As lockdown began to ease in Belgium I went to see my GP. I had no intention of mentioning endometriosis, I just wanted a blood test and a repeat prescription. But she started to ask questions and I, reluctantly, answered them. ‘You can have surgery for endometriosis, you know?’, she said. I smiled politely and said I knew. After further probing I decided to give her the overview of what I had tried and where I was. She asked me what was next, did I want to seek treatment in Belgium? I didn’t want to seek treatment at all, doing so had only made things different, not better. She tells me I don’t have to suffer, that she knows Belgium’s sole endometriosis specialist personally, that I have options. I start to believe her. I’m not yet sure where that sits with my acceptance of crip time, but optimism is contagious and it was the driving force of this blog. It’s good to have a little back. It’s good to be back. 
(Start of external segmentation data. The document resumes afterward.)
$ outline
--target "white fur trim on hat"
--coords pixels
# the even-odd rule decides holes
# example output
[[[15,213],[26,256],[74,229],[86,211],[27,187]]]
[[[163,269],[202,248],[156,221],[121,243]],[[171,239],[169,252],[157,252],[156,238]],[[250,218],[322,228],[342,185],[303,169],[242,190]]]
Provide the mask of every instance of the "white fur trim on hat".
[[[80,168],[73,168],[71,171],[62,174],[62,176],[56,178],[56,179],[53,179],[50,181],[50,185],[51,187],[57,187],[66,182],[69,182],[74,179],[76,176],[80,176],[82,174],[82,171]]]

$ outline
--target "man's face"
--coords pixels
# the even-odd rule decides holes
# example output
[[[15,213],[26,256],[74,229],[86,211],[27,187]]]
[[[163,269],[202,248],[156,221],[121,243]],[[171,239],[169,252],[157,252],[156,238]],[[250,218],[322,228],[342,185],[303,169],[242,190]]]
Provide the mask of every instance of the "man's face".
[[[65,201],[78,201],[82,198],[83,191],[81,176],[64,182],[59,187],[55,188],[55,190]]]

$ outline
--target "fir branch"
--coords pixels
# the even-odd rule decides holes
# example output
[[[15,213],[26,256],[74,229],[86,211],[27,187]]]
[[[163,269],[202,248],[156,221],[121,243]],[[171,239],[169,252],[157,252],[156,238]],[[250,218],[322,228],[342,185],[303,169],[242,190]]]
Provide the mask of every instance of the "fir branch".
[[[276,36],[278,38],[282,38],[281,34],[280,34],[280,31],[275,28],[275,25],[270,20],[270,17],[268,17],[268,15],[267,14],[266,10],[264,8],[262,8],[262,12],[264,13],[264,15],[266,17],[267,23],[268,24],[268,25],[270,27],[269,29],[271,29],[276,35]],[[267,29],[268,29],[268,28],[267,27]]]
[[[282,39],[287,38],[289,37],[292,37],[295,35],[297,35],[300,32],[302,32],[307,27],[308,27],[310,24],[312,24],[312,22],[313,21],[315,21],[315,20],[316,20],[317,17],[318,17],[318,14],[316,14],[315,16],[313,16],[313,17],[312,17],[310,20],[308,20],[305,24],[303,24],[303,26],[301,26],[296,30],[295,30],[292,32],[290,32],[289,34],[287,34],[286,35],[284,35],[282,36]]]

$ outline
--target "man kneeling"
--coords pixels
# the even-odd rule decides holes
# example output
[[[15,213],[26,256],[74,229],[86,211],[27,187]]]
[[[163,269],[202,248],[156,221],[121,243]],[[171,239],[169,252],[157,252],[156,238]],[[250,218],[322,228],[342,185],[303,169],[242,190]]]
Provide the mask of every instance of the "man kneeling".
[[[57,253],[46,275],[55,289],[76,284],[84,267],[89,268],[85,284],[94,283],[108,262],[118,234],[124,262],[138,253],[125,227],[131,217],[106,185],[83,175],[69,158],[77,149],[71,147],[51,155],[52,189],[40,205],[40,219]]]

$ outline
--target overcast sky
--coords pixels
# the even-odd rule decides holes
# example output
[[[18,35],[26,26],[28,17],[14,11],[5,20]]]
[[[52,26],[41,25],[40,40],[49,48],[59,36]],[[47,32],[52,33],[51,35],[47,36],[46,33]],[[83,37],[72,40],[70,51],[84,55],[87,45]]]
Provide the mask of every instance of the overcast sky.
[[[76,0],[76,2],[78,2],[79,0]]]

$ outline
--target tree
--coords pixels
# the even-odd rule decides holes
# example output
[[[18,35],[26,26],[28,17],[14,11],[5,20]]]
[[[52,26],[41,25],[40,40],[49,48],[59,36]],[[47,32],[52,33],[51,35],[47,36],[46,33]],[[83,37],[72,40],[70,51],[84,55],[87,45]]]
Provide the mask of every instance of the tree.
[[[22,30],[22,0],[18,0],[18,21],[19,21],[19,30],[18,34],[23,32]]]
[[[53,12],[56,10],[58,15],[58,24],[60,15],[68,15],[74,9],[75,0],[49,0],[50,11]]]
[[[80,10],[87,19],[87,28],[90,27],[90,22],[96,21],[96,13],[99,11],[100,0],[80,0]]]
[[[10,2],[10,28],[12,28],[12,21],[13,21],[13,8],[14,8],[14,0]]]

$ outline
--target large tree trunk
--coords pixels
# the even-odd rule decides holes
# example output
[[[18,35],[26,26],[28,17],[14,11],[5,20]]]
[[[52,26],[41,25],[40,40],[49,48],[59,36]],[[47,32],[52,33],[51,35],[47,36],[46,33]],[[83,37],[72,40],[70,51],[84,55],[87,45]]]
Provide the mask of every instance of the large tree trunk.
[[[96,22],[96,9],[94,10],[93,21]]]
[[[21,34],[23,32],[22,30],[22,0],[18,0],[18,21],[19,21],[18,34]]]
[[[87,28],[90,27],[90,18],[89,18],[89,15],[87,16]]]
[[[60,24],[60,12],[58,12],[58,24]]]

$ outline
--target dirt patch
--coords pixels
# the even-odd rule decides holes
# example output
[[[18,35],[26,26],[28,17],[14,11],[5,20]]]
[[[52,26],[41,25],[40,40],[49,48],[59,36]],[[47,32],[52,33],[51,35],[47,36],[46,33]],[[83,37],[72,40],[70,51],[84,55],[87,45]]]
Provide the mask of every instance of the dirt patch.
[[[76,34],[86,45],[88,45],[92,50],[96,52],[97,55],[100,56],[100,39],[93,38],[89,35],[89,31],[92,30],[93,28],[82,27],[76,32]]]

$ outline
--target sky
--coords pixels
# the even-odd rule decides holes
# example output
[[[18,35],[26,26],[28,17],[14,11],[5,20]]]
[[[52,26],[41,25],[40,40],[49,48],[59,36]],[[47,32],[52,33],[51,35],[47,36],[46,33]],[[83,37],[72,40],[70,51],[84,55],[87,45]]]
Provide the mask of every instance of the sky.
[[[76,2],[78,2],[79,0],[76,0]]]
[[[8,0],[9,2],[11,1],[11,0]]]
This summer I am taking part in Endometriosis UK’s #WalkForEndo. I will be doing eight 7.5km walks in solidarity with those still on the path to diagnosis, which takes 7.5 years on average in the UK. You can support my fundraising by sponsoring me here. Research suggests that racial biases in medicine, where endometriosis is often considered a white woman’s disease, lead to even longer delays in treatment and diagnosis for Black women. There is a wealth of literature that logs the wrongful presumption that Black women’s tolerance for pain is higher than others. It takes all of us to address these inequalities in healthcare and beyond and I urge all readers to confront them.